Medical school leads the nation in funding in its category
News Release from University of Hawaiʻi at Mānoa Feb 18, 2014
For the third year in a row, the University of Hawai`i at Mānoa's John A. Burns School of Medicine (JABSOM) leads the nation among U.S. land grant universities without a university hospital in funding from the National Institutes of Health (NIH), according to annual NIH figures.
JABSOM, which partners with Hawai`i’s major medical centers to provide settings for clinical training, was awarded $57 million in grants and contracts during fiscal year 2013.
“This achievement by our faculty is all the more impressive at a time when federal funding restrictions have made NIH grants increasingly competitive,” said Dr. Jerris R. Hedges, JABSOM Dean.
Many JABSOM investigators also hold clinical positions at local community hospitals and approximately 42% of faculty salary support is generated through extramural funds, including clinical practice, grant awards and contract support, Hedges noted.
“JABSOM has leveraged grant opportunities designed to help smaller institutions (especially those that serve minority populations) along with State investments in clinical and basic science research faculty members to strengthen UH Mānoa and bring jobs to Hawai`i,” said Hedges. “Our faculty members have attained monies to help build research infrastructure and address health disparities in our multi-ethnic, multi-cultural community while successfully competing with the nation’s larger research juggernaut institutions.”
Large medical institutions with affiliated university teaching hospitals and thousands of faculty members have consistently received the most NIH support.
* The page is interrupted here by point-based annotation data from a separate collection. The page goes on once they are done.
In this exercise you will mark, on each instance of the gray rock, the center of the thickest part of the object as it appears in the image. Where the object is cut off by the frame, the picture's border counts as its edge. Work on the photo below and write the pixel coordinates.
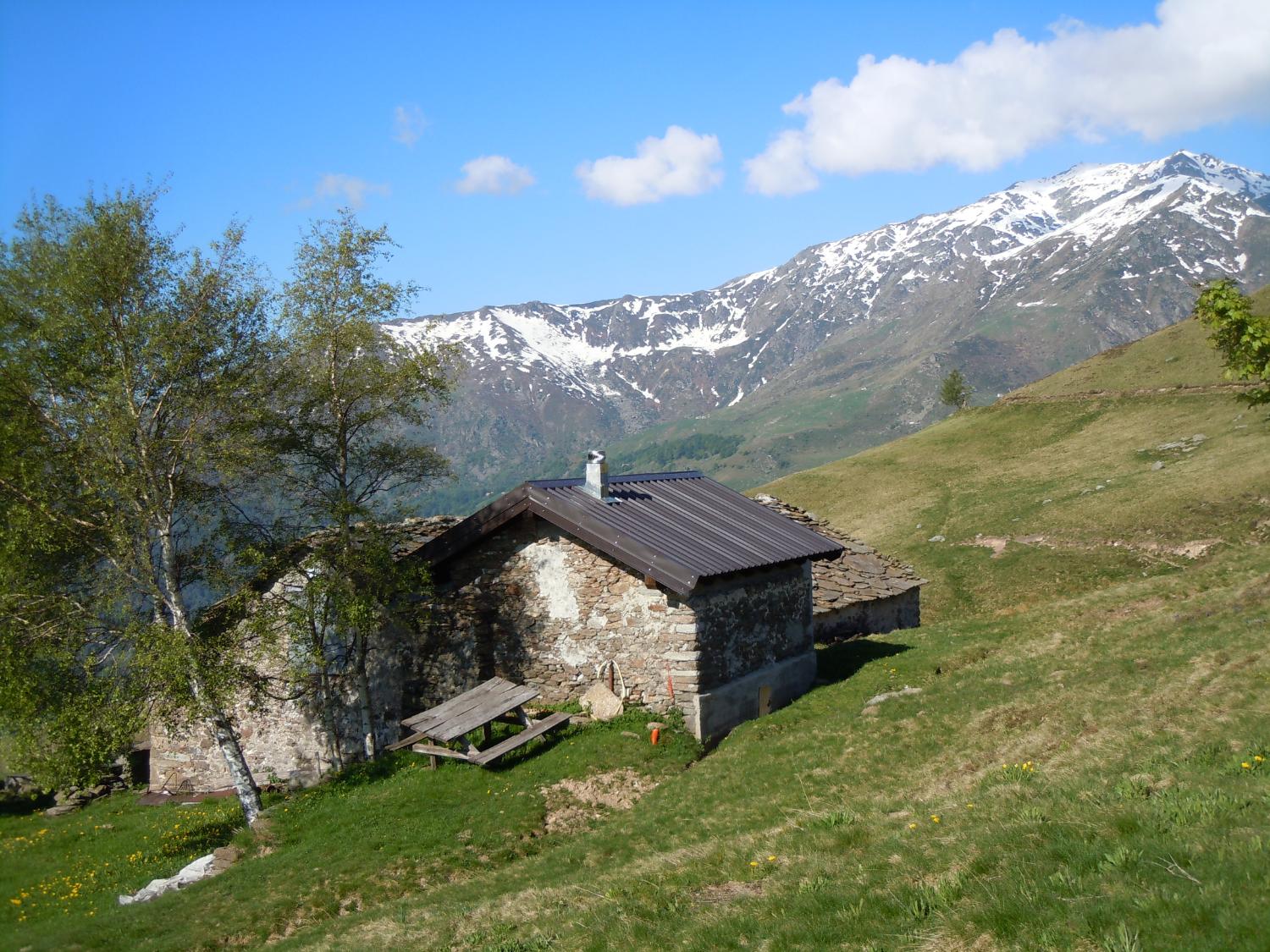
(886, 696)
(198, 870)
(602, 703)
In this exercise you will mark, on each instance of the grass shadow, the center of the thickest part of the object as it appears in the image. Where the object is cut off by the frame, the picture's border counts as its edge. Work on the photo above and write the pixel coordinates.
(842, 659)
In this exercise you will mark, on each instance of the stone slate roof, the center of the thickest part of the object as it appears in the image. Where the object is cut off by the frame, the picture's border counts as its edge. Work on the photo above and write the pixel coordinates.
(675, 527)
(859, 574)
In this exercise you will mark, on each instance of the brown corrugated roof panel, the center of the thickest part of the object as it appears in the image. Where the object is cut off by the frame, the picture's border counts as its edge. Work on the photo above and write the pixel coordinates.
(677, 527)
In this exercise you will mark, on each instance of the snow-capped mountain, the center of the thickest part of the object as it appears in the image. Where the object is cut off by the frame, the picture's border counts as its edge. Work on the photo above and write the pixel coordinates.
(1013, 286)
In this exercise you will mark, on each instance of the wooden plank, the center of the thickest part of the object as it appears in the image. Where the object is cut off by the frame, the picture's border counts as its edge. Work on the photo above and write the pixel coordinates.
(406, 741)
(487, 691)
(455, 703)
(474, 718)
(492, 691)
(433, 751)
(538, 729)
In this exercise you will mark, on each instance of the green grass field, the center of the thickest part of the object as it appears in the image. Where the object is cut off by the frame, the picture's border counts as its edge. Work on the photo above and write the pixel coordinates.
(1084, 767)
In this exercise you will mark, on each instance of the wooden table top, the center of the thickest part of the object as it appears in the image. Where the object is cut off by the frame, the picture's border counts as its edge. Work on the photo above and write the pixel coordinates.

Small, remote medical institutions have generally had greater difficulty both recruiting research faculty members and successfully competing for federal dollars.
On an NIH research award dollar per full-time faculty member basis, JABSOM is in the top 20 of all medical schools nationally. JABSOM is also a leader in inter-professional research collaborations.
“We also are tremendously fortunate that more than 1,200 island physicians, many of them JABSOM alumni, serve as volunteer clinical faculty members, helping to train our medical students and (post-MD) Resident Trainees,” said Hedges. This in-kind support helps the faculty members who are writing and executing research grants be more successful.
JABSOM is gearing up to commemorate the 50th anniversary of its founding in 2015. JABSOM trains 264 medical students per year and supervises the graduate medical education of an additional 245 physicians as they work toward board certification and licensure. The school also instructs graduate students earning advanced degrees in biomedical sciences and in the allied health programs of Communication Sciences & Disorders and Medical Technology.